Diese Fische werden über Bord geschmissen, weil sie nicht den selben wirtschaftlichen Wert haben, wie die in den Mastfarmen gezogenen Fische. Weil Thunfische um höchste Preise zu erzielen im Idealfall eben nicht ersticken und ausgeblutet werden müssen. Ein bekanntes Problem. Eine verbotene, aber gängige Praxis. Eine irrsinnige Verschwendung unserer Ressourcen für die Profitgier einiger europäischer Thunfischfürsten. 

Diese Fische werden nicht auf die Quote angerechnet obwohl dies vorgeschrieben ist. Schätzungen zu Folge handelt es sich bei den dadurch von den Purse Seinern von vorneherein mehr gefangenen, weil als Abfall eingeplanten Thunfischen, um 10-20% deren Quote. Nach Berechnungen von Jürgen Oeder, auf die ich mich hier berufe, weil er das eigentlich immer sehr gut recherchiert, liegen in den Fanggebieten also 1.500.000 kg Thunfischleichen die dort jedes Jahr versenkt werden. Und mit der jetzt steigenden Quote werden das immer mehr! 

Diese irrsinnige Verschwendung von Ressourcen, wohlbemerkt von einer als stark gefährdet eingestuften Art, zur Bedienung eines asiatischen Markts und dem Profit einiger weniger großer Firmen in der EU, muss aufhören. Die ICCAT versagt in ihrer Funktion komplett, ist korrupt und steuert zusammen mit den Thunfischfürsten auf den Untergang dieser majestätischen Fische zu. In Anbetracht dieser Tatsache finde ich, und einige gleichgesinnte ebenfalls, es als nicht hinnehmbar, Bilder wie die nachfolgend verlinkten zu sehen. 

Wir fragen uns: Was kann man tun gegen diese irrsinnige Praxis? Was können wir als kleiner Mensch gegen diese geldgetriebene Maschinerie ausrichten? Ich denke wir können vor allem informieren. Wir können uns empören. Wir können Leute anschreiben. Aufklären. Zeigen, dass wir das nicht hinnehmen wollen. 

Das ist in dem Sinne auch die Motivation, warum ich euch das hier geschrieben habe. Schaut euch die Bilder an, sagt etwas dazu. Erzählt es weiter. 

Wir bombardieren zu erst einmal unseren Stellvertretenden Vorsitzenden des EU Fischereiausschusses, Werner Kuhn. Ein anderer hat schonmal ein paar Medien angeschrieben. Jede Stimme die sich erhebt, kann einen Teil dazu beitragen, dass dieser Irrsinn ein Ende hat. 

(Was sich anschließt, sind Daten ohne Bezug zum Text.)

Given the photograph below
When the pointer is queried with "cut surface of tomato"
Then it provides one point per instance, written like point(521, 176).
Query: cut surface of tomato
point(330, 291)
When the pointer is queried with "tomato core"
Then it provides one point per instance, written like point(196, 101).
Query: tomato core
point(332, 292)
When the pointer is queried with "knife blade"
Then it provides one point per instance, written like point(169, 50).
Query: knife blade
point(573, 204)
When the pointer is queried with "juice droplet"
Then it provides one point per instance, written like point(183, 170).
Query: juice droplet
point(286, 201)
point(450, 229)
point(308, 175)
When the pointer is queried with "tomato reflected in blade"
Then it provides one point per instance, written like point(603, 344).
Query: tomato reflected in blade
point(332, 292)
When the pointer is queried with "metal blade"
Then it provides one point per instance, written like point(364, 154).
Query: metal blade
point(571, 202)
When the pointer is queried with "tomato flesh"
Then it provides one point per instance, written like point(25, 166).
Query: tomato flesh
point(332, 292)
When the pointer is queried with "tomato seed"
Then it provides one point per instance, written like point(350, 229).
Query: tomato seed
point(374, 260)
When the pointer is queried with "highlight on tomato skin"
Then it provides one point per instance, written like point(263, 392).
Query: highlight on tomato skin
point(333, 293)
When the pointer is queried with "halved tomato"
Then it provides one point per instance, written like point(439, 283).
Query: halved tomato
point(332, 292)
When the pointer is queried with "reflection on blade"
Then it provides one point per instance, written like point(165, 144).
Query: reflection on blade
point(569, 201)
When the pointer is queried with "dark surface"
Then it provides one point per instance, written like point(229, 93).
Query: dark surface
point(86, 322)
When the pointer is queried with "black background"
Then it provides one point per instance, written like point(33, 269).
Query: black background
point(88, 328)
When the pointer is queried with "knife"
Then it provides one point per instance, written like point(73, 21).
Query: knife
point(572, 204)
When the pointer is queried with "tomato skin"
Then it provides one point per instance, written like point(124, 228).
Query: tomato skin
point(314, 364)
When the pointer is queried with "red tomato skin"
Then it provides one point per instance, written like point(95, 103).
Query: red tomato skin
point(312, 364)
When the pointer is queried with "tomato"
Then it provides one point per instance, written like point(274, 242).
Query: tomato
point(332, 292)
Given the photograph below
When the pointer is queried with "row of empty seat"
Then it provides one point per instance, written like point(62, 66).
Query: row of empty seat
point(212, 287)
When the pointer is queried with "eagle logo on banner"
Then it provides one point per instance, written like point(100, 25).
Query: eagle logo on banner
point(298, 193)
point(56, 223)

Ein Video zur Thematik findet Ihr hier:
https://www.youtube.com/watch?v=Wv3ptKARbXc&feature=youtu.be










Bilder mit freundlicher Genehmigung von José Francisco Martín Quiquet

Mehr Bilder findet ihr unter anderem hier: https://nuevamiradaalmar.blogspot.com/2016/02/descartes-de-atun-rojo-del-mediterraneo.html 

Ich würde mich freuen, wenn sich der ein oder andere unserer Sache anschließen würde. Gerne können wir hier auch diskutieren bzw ich weitere Informationen einstellen. 

Nachdenkliche und besorgte Grüße eines Mittelmeeranglers
Dario


----------



## angler1996 (27. Juni 2018)

*AW: Illegale Fischereipraktiken in der EU: Ungesehen, ungestraft, im Meer versenkt!*

Danke für dem Bericht!!
 Du hast sicher die sonstigen Beiträge hier verfolgt?
 Es geht der EU nur noch um ihre Firmen, der Rest ist Wurscht 
 mehr will ich hier nicht schreiben, da ich in allgemeine Politik abdriften würde , denkt mal drüber nach, warum


----------



## Deep Down (28. Juni 2018)

*AW: Illegale Fischereipraktiken in der EU: Ungesehen, ungestraft, im Meer versenkt!*

Ja, danke für den Bericht!

Dass System mit Fangquoten und Einbeziehung der Angler und Weiterentwicklung wird immer klarer! Es geht dabei allein um wirtschaftliche Interessen mit erschreckendem Missbrauch!
Erst den Konkurrenten ausschalten und dann ungeniert loslegen!


----------



## scorp10n77 (28. Juni 2018)

*AW: Illegale Fischereipraktiken in der EU: Ungesehen, ungestraft, im Meer versenkt!*

In der Tat wird durch die ICCAT eine absurde Politik verfolgt, die schon sehr oft an Willkür grenzt. Nehmen wir mal ein paar Beispiele. Vergleichen wir mal die ICCAT lizensierten Thunfischangler, die ihre Fische mit Rute und Rolle fangen. Die haben Systeme an Bord, die permanent deren Standort ermitteln. Ein gefangener Fisch muss sofort gemeldet werden. Patrick Baier, ein solcher Kapitän in Kroatien, hatte dazu im Bgb mal einiges geschrieben. Das ist mittlerweile strengstens überwacht. 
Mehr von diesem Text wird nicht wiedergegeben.